Pussy Galore were a punk band. What attracted you to the blues when that was over?
You know, with Pussy Galore, one of the prime motivators was Sixties garage punk, and those were bands that were imitating the Rolling Stones, the Yardbirds or the Kinks. And those groups — a lot of that was imitating Chess artists like Howlin’ Wolf and Muddy Waters or Chuck Berry. So there was always a thread there.
I liked the Cramps, I liked the Gun Club, Panther Burns, and those bands had some blues in what they were doing. But the year stint I did with the Gibson Bros — Jeff Evans and Don Howland’s band — that turned me on to a lot of stuff. They were a Columbus, Ohio, group that was playing a really messy version of rockabilly and blues, country style. I played with them when one of their guitar players left, in 1990 or ’91, and Jeff and Don would both make mix tapes for me — it was a good education. So it wasn’t until after Pussy Galore that I really started listening to a lot more of the source.
Like?
When the Blues Explosion started, the real big thing was Hound Dog Taylor. That was something that Don Howland turned me onto.

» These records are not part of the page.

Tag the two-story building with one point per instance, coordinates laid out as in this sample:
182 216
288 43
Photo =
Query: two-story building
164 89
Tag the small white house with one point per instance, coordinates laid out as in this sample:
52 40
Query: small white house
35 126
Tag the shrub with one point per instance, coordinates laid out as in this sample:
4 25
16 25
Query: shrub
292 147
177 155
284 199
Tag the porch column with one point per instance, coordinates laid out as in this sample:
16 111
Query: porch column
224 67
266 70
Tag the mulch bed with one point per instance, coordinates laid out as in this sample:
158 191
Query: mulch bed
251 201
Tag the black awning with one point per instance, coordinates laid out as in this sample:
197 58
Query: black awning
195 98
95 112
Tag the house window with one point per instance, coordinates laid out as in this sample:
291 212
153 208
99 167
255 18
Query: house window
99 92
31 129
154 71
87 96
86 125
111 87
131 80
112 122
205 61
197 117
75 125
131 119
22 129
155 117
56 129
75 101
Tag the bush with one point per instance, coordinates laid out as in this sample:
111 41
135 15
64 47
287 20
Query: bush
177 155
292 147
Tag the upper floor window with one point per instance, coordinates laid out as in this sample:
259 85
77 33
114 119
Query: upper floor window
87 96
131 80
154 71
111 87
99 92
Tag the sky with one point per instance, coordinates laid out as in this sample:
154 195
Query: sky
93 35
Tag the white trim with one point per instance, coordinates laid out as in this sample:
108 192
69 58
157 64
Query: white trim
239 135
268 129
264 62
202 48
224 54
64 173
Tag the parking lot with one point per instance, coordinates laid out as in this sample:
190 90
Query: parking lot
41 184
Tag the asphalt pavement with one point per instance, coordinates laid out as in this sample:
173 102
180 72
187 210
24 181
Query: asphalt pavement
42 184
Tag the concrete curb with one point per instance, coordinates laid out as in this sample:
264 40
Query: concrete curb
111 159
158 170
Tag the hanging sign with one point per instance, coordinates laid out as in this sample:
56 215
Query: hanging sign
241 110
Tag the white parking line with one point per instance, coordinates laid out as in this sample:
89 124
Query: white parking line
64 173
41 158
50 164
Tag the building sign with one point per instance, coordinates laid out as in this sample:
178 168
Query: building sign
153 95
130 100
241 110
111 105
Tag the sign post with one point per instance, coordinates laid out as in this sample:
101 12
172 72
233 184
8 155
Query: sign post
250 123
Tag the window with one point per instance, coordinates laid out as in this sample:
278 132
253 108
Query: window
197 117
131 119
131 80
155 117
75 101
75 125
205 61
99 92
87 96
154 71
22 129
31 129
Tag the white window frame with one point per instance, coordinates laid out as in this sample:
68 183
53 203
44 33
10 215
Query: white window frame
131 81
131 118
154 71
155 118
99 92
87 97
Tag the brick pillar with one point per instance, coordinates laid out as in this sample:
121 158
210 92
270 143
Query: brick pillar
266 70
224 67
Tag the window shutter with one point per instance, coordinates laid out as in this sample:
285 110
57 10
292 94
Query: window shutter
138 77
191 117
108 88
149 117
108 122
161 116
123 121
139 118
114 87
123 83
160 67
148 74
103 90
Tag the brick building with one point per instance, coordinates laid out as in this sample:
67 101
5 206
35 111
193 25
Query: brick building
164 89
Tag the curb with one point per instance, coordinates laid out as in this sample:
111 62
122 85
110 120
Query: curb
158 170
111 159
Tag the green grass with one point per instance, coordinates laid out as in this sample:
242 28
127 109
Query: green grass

Who else did you listen to?
Jessie Mae Hemphill, Junior Kimbrough, R.L. Burnside, Elmore James, Slim Harpo, Howlin’ Wolf.
What do you hear in that music?
The stuff I like is the really weird stuff, the stuff where you can hear an individual in there, somebody different. The thing is, when I was still in Pussy Galore, if somebody was talking about blues music, it was like, “Why the fuck listen to the blues? Ick.” And I think it’s still pretty much true today — what most people hear of the blues, it’s kind of dull. What I like is something that has a stamp of personality. And also if it’s got a nasty sound, I like that, too.
So you’re not much interested in what’s going on in the blues today?
No. But blues today is probably just as bad as rock & roll. Most blues is just awful. Most rock & roll is just awful.
Why?
There’s not enough individuality. It’s trying to conform to some kind of standard — trying to be something that sells.
How did you learn to play the guitar?
I didn’t play guitar until college. My first guitar — I think I traded something for it. I don’t remember what, but I got it off a friend of mine in college, freshman or sophomore year. I had a banjo when I was growing up.
What made you want to play banjo?
I think maybe it was Steve Martin. I studied for a while when I was a kid, but I didn’t stick with it for that long. When I moved to New York City, I sold the banjo for money. I wish I still had it, though. But the way I play guitar is very simple. A lot of it is just from trying to figure out stuff from records. So I’m self-taught.
What records did you play along to?
Link Wray, mainly. If I had a guitar hero, he would be it.
Are you comfortable being thought of as a blues artist?
I’d rather be known as a rock & roller. I mean, we don’t really play blues.
How would you describe it?
It’s the exact opposite of Mississippi Fred McDowell. He’d always say, “I do not play no rock & roll.” He had a record called that, too.
When’s the last time you had the blues?
I don’t know how to answer that. Most of the time I’m fretting about something or I’m upset about something. I don’t think to call it “the blues,” though.
So you just call it anxiety?
Yeah. You know, I’m white. That’s what I call it.